Scaling from an IT resource perspective is the ability of the IT resource to handle increased or decreased usage demands.
The following are types of scaling:
Horizontal Scaling – scaling out and scaling in
Vertical Scaling – scaling up and scaling down
The next two sections briefly describe each.
Horizontal Scaling
The allocating or releasing of IT resources that are of the same type is referred to as horizontal scaling (Figure 1.1). The horizontal allocation of resources is referred to as scaling out and the horizontal releasing of resources is referred to as scaling in. Horizontal scaling is a common form of scaling within cloud environments. Virtual machines are created based on demand for resources. If the demand for the server resources drops, the VMs are ‘decommissioned’ or turned off.
Figure 1.1
An IT resource (Virtual Server A) is scaled out by adding more of the same IT resources (Virtual Servers B and C).
Vertical Scaling
When an existing IT resource is replaced by another with higher or lower capacity, vertical scaling is considered to have occurred. Specifically, the replacing of an IT resource with another that has a higher capacity is referred to as scaling up and the replacing an IT resource with another that has a lower capacity is considered scaling down. This would include increasing or decreasing CPU, RAM, storage and compute-network resource allocation.
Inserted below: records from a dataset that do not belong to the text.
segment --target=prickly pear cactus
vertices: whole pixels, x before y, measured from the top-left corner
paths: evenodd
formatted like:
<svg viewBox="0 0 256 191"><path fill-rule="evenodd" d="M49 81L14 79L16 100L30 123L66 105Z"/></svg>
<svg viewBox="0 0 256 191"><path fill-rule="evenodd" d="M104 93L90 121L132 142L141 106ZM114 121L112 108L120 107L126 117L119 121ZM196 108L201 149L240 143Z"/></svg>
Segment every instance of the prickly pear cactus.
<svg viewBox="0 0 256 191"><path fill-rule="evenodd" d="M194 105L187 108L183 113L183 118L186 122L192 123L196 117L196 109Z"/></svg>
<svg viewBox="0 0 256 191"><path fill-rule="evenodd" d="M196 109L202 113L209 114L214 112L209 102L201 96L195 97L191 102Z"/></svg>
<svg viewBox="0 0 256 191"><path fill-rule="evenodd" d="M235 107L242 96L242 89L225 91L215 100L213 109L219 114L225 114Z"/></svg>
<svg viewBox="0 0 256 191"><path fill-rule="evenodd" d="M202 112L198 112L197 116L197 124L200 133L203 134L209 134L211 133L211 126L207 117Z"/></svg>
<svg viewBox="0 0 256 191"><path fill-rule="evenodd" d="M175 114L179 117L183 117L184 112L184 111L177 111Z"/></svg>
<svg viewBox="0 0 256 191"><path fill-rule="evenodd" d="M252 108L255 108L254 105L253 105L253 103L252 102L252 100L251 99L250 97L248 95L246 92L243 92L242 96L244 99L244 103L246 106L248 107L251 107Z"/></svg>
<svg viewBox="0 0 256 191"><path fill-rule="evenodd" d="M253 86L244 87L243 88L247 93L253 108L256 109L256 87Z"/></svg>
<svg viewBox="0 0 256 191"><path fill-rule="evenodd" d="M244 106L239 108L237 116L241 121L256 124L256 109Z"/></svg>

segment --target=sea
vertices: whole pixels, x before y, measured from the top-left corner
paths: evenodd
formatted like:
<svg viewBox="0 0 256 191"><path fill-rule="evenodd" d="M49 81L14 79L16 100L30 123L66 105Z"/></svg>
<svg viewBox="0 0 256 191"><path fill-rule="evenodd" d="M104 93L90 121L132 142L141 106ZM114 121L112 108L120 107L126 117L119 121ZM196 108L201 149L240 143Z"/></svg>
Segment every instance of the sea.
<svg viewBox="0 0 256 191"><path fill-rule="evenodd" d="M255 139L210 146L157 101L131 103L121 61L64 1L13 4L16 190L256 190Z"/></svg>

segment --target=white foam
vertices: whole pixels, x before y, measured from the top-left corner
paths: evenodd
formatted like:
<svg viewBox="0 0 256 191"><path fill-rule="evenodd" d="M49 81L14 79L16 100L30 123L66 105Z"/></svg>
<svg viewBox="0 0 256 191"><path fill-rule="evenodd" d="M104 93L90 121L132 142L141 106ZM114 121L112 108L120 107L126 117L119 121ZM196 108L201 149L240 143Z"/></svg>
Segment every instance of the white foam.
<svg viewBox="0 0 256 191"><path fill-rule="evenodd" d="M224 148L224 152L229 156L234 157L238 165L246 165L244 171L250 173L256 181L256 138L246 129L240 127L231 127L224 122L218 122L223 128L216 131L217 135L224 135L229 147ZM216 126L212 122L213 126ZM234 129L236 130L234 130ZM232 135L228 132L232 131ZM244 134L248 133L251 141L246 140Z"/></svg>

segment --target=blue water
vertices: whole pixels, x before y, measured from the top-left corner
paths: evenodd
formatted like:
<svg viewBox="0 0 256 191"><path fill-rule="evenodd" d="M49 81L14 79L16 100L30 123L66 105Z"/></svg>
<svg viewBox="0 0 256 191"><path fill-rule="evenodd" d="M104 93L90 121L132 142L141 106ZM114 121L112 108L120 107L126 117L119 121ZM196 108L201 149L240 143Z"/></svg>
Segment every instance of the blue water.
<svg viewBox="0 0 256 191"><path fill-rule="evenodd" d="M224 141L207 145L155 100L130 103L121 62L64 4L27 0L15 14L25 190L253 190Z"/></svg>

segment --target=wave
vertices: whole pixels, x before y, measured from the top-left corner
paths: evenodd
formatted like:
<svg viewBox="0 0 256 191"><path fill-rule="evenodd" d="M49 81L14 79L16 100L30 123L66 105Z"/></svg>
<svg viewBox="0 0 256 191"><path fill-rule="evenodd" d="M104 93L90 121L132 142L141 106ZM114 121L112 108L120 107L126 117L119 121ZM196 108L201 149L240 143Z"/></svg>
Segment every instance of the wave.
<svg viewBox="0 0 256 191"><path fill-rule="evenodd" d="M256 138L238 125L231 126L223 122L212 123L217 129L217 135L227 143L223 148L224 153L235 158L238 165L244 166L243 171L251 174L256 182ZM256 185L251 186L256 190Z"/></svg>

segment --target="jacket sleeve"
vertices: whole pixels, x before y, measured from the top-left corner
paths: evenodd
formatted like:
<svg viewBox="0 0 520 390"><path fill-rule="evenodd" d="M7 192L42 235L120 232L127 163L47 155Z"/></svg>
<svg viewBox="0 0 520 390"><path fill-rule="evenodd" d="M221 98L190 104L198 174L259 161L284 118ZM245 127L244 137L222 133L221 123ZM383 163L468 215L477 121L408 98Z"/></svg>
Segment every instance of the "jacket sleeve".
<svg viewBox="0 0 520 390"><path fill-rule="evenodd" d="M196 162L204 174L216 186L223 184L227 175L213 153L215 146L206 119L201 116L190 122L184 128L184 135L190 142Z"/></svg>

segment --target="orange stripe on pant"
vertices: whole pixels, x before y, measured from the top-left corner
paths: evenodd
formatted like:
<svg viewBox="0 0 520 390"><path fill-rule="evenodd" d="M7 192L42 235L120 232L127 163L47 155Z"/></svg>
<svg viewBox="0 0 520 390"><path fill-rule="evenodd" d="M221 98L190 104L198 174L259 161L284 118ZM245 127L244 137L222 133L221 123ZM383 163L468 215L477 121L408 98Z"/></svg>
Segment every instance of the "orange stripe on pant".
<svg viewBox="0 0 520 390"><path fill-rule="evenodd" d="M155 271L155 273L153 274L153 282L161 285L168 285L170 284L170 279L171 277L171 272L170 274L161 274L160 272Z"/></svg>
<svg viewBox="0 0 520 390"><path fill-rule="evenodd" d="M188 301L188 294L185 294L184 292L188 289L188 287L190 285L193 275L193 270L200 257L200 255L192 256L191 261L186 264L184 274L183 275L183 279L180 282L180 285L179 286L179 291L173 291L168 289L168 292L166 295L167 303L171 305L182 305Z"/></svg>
Vertical scaling is less common in cloud environments due to the downtime required while the replacement is taking place.
The table below provides a brief comparison of horizontal and vertical scaling.
Horizontal Scaling |
Vertical Scaling |
less expensive (through commodity hardware components) |
more expensive (specialized servers) |
IT resources instantly available |
IT resources normally instantly available |
resource replication and automated scaling |
additional setup is normally needed |
additional IT resources needed |
no additional IT resources needed |
not limited by hardware capacity |
limited by maximum hardware capacity |
Table 1.2 A comparison of horizontal and vertical scaling.
Cloud Services
Cloud services can be rendered and made redundant through scaling [eg. Elastic load balancers, or auto-scalers].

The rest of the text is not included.